Bangun menjelaskan, selama ini negosiasi antara Indonesia dan Freeport terpusat di Pemerintah Pusat. Namun, di sisi lain, pihaknya meminta agar Pemerintah Daerah bisa dilibatkan dalam negosiasi ini. Ia menjelaskan, salah satu yang juga perlu dipikirkan secara matang oleh pemerintah adalah rencana ke depan pengelolaan Freeport.
"Karena itu kita berharap misalnya pemerintah sudah memutuskan apapun itu ketika diputuskan ada contigency plan sehingga rencana yang sudah sangat matang," ujar Bangun usai diskusi di Gedung Bidakara, Senin (20/3).

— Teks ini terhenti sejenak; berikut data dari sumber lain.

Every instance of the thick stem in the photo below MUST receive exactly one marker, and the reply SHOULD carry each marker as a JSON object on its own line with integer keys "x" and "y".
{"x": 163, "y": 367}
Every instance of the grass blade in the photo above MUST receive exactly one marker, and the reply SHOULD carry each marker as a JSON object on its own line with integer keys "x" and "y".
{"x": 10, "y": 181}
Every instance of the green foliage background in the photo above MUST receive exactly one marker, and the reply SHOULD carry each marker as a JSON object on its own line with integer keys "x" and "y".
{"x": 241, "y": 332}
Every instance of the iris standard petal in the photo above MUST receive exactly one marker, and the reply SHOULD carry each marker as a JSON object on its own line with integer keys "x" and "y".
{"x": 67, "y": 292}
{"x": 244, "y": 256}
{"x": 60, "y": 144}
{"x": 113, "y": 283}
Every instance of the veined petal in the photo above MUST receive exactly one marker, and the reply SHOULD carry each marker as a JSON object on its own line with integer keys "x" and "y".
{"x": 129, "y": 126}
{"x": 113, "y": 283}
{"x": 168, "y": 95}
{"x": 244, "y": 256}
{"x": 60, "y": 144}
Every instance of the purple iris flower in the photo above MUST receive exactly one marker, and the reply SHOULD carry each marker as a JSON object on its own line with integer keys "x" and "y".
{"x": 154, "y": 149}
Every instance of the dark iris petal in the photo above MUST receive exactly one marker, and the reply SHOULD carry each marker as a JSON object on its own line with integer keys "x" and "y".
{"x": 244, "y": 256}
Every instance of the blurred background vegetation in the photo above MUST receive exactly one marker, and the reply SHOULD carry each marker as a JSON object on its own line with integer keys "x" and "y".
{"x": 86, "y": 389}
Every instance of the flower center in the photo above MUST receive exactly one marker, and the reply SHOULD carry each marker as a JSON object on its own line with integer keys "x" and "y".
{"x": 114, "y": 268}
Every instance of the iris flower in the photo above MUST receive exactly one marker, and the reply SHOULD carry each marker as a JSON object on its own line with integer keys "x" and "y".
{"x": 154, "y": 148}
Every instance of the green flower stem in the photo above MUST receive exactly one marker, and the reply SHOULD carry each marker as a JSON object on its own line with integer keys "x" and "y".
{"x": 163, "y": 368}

Bangun menjelaskan jika kontrak karya harus dihentikan dan Freeport memilih untuk angkat kaki dari Indonesia, maka pemerintah pusat harus memiliki program dalam waktu yang singkat bisa mengambil alih Freeport. "Contoh kalau KK berhenti pemerintah harus ada program dari pemerintah. Kalau diberikan ke perusahaan lain itu prosesnya butuh berapa tahun berjalan, kan produksi berhenti pemerintah harus punya contigency plan rencana betul-betul supaya kehidupan sosial tidak terganggu," ujar Bangun.
Bangun menjelaskan, persoalan Freeport jika dilihat secara lebih luas bukan sekadar persoalan bisnis. Ada kondisi sosial ekonomi yang sangat berpengaruh pada masyarakat Papua dan khususnya Indonesia secara umum. Ia mengatakan jika ketidakjelasan keputusan berlarut, maka akan banyak masyarakat yang terkena dampaknya.
"Kalau untuk PHK pegawai Freeport langsung belum ada yang diberhentikan, tapi yang dari kontrak sudah ribuan orang ya berhenti. Pegawai Freeport asing maupun dalam negeri banyak dirumahkan, mereka masih status pegawai dan menerima gaji pokok belum kena PHK," ujar Bangun.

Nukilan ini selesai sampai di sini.